"Where did you sleep?" the boys asked.

"Who, me? I slep' every night o' my life under the same blanket with your pa, I did. I don' care how tired he was, he never slep' so sound he couldn't hear the snorin'. 'Git up, John,' he would say, 'tell that man snorin' that he's burnin'.'" John laughed at the reminiscence. "I've scared many a good soldier that way, an' made him turn over—when the fightin' an' shootin' couldn't move him."

"But you did retreat after all, didn't you, John?"

"Retreat! Retreat nothin'! Gen'al Lee got so he didn' care to ketch that scalawag Yankee. He warn' wuth ketchin'. We got pris'ners enough now an' to spar. Gen'al Lee come home cos he didn' have no use for Averill. He drove him away, though. He sholy did!"

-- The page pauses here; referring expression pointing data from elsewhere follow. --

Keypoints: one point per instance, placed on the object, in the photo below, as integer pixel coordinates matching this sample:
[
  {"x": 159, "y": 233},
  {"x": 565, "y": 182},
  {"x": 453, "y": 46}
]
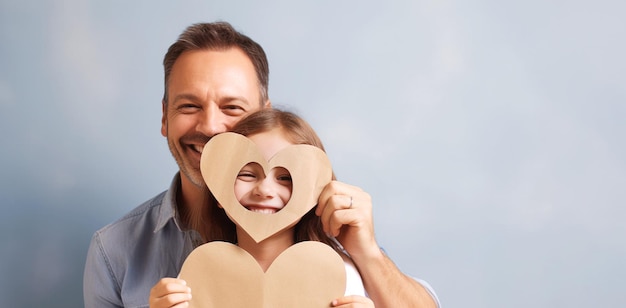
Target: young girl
[{"x": 272, "y": 130}]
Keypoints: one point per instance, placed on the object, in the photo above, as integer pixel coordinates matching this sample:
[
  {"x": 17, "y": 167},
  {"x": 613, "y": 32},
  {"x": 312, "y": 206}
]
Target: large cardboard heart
[
  {"x": 224, "y": 156},
  {"x": 308, "y": 275}
]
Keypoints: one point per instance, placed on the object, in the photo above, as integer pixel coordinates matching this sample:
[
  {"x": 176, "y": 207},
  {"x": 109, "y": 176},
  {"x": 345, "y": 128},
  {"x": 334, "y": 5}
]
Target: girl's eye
[
  {"x": 284, "y": 177},
  {"x": 246, "y": 176}
]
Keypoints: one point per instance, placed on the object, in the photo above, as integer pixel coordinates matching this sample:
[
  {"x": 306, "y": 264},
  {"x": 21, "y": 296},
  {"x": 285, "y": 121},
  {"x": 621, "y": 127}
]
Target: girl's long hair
[{"x": 297, "y": 131}]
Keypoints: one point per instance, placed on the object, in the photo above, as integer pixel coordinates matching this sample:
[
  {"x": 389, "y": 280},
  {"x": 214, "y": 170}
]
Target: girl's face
[{"x": 260, "y": 192}]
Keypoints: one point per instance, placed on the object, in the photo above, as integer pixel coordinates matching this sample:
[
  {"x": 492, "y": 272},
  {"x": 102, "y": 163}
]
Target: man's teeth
[{"x": 263, "y": 210}]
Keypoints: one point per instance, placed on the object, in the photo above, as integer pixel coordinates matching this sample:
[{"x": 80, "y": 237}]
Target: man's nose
[{"x": 212, "y": 121}]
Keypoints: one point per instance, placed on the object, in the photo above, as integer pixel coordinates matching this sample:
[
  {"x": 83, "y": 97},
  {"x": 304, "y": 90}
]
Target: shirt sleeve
[{"x": 100, "y": 289}]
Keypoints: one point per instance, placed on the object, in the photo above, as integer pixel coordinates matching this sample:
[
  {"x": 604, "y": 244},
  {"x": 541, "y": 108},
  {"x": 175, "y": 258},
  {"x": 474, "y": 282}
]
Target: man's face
[{"x": 209, "y": 91}]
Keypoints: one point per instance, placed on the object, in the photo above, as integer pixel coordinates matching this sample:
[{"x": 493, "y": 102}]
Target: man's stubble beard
[{"x": 193, "y": 175}]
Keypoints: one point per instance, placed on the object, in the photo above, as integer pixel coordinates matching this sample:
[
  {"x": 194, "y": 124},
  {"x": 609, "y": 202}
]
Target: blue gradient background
[{"x": 490, "y": 135}]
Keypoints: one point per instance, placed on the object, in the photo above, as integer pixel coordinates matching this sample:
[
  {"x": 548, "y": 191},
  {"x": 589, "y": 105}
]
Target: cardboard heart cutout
[
  {"x": 309, "y": 167},
  {"x": 307, "y": 275}
]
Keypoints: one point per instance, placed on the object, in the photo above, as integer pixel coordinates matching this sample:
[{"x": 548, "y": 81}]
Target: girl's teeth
[{"x": 263, "y": 211}]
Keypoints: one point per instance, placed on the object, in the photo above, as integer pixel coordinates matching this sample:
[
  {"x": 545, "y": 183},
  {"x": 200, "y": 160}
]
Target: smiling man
[{"x": 215, "y": 76}]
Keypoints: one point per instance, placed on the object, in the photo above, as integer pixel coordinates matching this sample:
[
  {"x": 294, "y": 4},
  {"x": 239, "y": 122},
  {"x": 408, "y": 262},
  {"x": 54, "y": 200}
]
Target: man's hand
[{"x": 346, "y": 213}]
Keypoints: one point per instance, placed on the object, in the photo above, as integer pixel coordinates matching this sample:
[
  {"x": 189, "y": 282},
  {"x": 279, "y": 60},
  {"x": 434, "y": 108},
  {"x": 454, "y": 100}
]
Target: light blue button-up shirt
[{"x": 128, "y": 257}]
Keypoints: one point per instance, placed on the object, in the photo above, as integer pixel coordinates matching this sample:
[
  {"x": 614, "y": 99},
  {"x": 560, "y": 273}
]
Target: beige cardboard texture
[
  {"x": 306, "y": 275},
  {"x": 225, "y": 155}
]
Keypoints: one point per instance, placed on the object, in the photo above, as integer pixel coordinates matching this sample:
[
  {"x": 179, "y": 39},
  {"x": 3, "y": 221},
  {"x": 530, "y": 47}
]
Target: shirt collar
[{"x": 168, "y": 209}]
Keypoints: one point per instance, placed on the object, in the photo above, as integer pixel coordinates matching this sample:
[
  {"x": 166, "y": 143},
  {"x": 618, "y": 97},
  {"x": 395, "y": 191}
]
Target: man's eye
[
  {"x": 188, "y": 108},
  {"x": 233, "y": 110}
]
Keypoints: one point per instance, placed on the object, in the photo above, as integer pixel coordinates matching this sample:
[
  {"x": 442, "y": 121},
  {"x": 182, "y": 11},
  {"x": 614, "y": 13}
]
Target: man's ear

John was installed as cook and commissary-general. He had no material except flour, rice, peas, and dried apples, such grease or "shortening" as he could extract from bones he purchased of the quartermaster, and sorghum molasses. He made yeast of "life everlasting" I brought from the country,—and he gave us waffles and pancakes. John's pancakes, compared with the ordinary article, were as the fleecy cloud to the dull, heavy clod beneath. Butter could be had at eight dollars a pound; meat was four and five dollars a pound—prices we learned very soon afterward to regard as extremely cheap; bargains, indeed, of the first water. From Agnes's letters I have reason to suppose that Petersburg suffered more from scarcity than did Richmond. There, dinners were given by the members of the Cabinet, and wine was served as of old. In Petersburg we had already entered upon our long season of want. The town was drained by its generous gifts to the army; regiments were constantly passing, and none ever departed without the offer of refreshment.

We heard no complaints from our soldier boys, still in their winter quarters. But a letter to the army from General Lee filled our hearts with anxiety.

"Headquarters Army of Northern Virginia,
"January 22, 1864.

"General Orders No. 7.—The commanding general considers it due to the army to state that the temporary reduction of rations has been caused by circumstances beyond the control of those charged with its support. Its welfare and comfort are the objects of his constant and earnest solicitude and no effort has been spared to provide for its wants. It is hoped that the exertions now being made will render the necessity but of short duration, but the history of the army has shown that the country can require no sacrifice too great for its patriotic devotion.

"Soldiers! you tread, with no unequal steps, the road by which your fathers marched through suffering, privation, and blood to independence.

"Continue to emulate in the future, as you have in the past, their valor in arms, their patient endurance of hardships, their high resolve to be free, which no trial could shake, no bribe seduce, no danger appall; and be assured that the just God who crowned their efforts with success will, in His own good time, send down His blessings upon yours.